What is sabermetrics, or baseball analytics?
“Sabermetrics” was coined by Bill James, a well-known baseball analytics person. SABR is the acronym for the Society for American Baseball Research. James’s definition is very simple: the search for objective truth and knowledge about baseball. Baseball analytics is an all-encompassing term that takes into account sabermetrics, but also performance metrics such as spin rate, launch angle for hitting and speed as the ball comes off the bat, for example.

How did Seton Hall get involved in sabermetrics?
In 1988, Father Gabe Costa offered a one-credit course in sabermetrics, the first known credit-bearing course in America on baseball statistics. I was a guest speaker for that class and we team taught it for a while.
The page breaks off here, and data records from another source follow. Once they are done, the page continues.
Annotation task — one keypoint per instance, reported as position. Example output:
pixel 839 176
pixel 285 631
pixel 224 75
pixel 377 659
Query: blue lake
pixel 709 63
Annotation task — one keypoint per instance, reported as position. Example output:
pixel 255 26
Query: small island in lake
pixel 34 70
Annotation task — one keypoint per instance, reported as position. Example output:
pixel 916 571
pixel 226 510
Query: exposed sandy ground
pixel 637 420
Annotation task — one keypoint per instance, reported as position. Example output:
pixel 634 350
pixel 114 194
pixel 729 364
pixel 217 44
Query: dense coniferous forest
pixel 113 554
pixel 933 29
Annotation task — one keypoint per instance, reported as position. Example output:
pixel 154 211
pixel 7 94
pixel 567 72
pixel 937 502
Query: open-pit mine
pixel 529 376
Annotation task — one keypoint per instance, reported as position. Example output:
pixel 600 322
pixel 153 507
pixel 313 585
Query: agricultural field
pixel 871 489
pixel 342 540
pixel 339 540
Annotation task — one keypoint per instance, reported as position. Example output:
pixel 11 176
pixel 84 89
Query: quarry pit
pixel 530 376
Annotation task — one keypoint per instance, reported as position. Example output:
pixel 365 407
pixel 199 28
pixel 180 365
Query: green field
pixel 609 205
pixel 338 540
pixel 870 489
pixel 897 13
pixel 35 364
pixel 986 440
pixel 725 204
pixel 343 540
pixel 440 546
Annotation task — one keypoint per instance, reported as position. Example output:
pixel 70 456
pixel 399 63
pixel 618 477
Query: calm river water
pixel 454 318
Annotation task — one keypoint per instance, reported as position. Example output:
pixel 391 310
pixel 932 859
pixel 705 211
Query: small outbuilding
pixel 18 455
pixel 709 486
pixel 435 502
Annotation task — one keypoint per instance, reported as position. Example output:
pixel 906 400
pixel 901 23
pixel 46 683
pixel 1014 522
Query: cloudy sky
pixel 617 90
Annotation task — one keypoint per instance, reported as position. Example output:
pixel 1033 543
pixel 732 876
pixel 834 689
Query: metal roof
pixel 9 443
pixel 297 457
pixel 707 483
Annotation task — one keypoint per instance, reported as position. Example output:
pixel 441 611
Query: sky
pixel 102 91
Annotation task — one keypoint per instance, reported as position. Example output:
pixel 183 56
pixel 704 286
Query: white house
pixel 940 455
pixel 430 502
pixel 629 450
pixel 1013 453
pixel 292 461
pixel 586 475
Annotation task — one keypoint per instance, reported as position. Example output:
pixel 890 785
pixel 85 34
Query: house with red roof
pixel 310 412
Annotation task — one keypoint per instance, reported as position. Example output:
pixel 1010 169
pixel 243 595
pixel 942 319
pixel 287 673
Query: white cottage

What is the field’s appeal?
Baseball analytics can appeal to both the baseball fan and the mathematician. If you know about baseball, you know that if you score a run, it means somebody had to hit the ball so you could advance and score. Analytics, as a mathematical model, tries to divorce performance from context and say, “How many runs would you expect someone to produce for his or her team?” And then, a certain number of runs translates to a certain number of wins for which the player is responsible. As with any mathematical model, the more data you have, the more accurate your model can become. Virtually every Major League Baseball team now has a well-staffed analytics department that produces a report before every game for the manager. It can be used to suggest an optimal batting order or what pitcher to use.

What do people dislike about baseball analytics?
There’s a backlash because it’s different. Statistics should be used within reason, one part of the whole evaluation process.

Now that analytics are widely used, are the advantages that teams had in when using stats to manage diminished?
Except everybody’s got their own spin on it. I started a project that a student, Karl Hendela ’19, did an honors thesis on with a statistic called Wins-Above-Replacement (WAR). WAR allows you to compare players differently: pitchers with other kinds of players or people from different eras. But there’s no agreed upon formula for WAR. With a batting average, everybody knows what the formula is. With WAR, Baseball Reference (a statistics website) has its own standard, FanGraphs (another website) has its own, using different formulas. What we’ve been doing is to devise our way that closely aligns with the others. We called it SHU-WAR.

What do you hope students or others interested in analytics will take away from it?
You don’t necessarily have to love baseball, but it helps. These things are extendable to other fields, as well.